To infer a time-calibrated tree, we used BEAST v2.6.7 (Bouckaert et al. 2014). We created six randomized subsets of 50 UCE loci each without replacement (a total of 300 loci) from our complete matrix (Supplementary Material Table 2). We ran two independent MCMC chains per dataset for 10 million generations, sampling every 5,000 generations. We used a relaxed log normal clock, a birth-death tree prior, and assigned the HKY+G sequence model to each UCE locus. We constrained the BEAST topology to the RAxML-inferred topology using a multi-monophyletic constraint prior. We used two secondary calibrations from Oliveros et al. (2019) to date the phylogeny. This comprehensive phylogeny used 13 fossil calibrations to date a family-level UCE tree of all songbirds. For this study, we assigned a normal distribution for the split between Rhipidura and the rest of our sampled taxa with a mean date of 18.93 Ma (confidence interval = 22.0–15.9, standard deviation (sigma value) of 1.5).

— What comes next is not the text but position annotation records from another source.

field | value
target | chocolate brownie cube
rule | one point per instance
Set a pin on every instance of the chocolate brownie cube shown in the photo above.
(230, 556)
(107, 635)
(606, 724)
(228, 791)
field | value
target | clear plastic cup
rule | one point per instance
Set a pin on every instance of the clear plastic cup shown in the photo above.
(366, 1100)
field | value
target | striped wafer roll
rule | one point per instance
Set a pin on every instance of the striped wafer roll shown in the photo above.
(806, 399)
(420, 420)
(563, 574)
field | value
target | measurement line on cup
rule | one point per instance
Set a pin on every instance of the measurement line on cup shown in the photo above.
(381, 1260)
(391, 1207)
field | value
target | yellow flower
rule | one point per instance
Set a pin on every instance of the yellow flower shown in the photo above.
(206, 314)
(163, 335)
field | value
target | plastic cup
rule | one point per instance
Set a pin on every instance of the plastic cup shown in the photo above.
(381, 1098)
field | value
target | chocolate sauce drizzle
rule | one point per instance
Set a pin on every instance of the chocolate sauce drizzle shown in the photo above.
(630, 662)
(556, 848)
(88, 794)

The second calibration point was assigned to the split between Dicrurus and all other taxa with a normal distribution and a mean date of 18.46 Ma (CI = 21.4–15.6, sigma value of 1.5). We visualized posterior estimates in Tracer v 1.7.1 (Rambaut et al. 2018) to assess convergence of chains and that ESS values were >200. We discarded the first 25% of trees as burn-in and first combined the two runs from each dataset, then we combined those six tree files into one final maximum clade credibility (MCC) tree using TreeAnnotator v 2.6.7 (Bouckaert et al. 2014). 

ND2 P-distances

To assess relative divergences between major clades within our dataset, we compared uncorrected p-distances in the mitochondrial ND2 gene for representative taxa. We used Mitofinder v 1.4 (Allio et al. 2020) to extract mitochondrial genomes from cleaned UCE reads using a complete mitochondrial genome of Corvus corax as a reference (PRJNA321255; Johnsen et al. 2017). Next, we extracted ND2 from these mitochondrial genomes and used PAUP* v 4a168 (Swofford 2003) to generate P-distances.

fasta and Nexus files can be opened in a text editor, like BBedit. ".tre" files can be viewed in FigTree.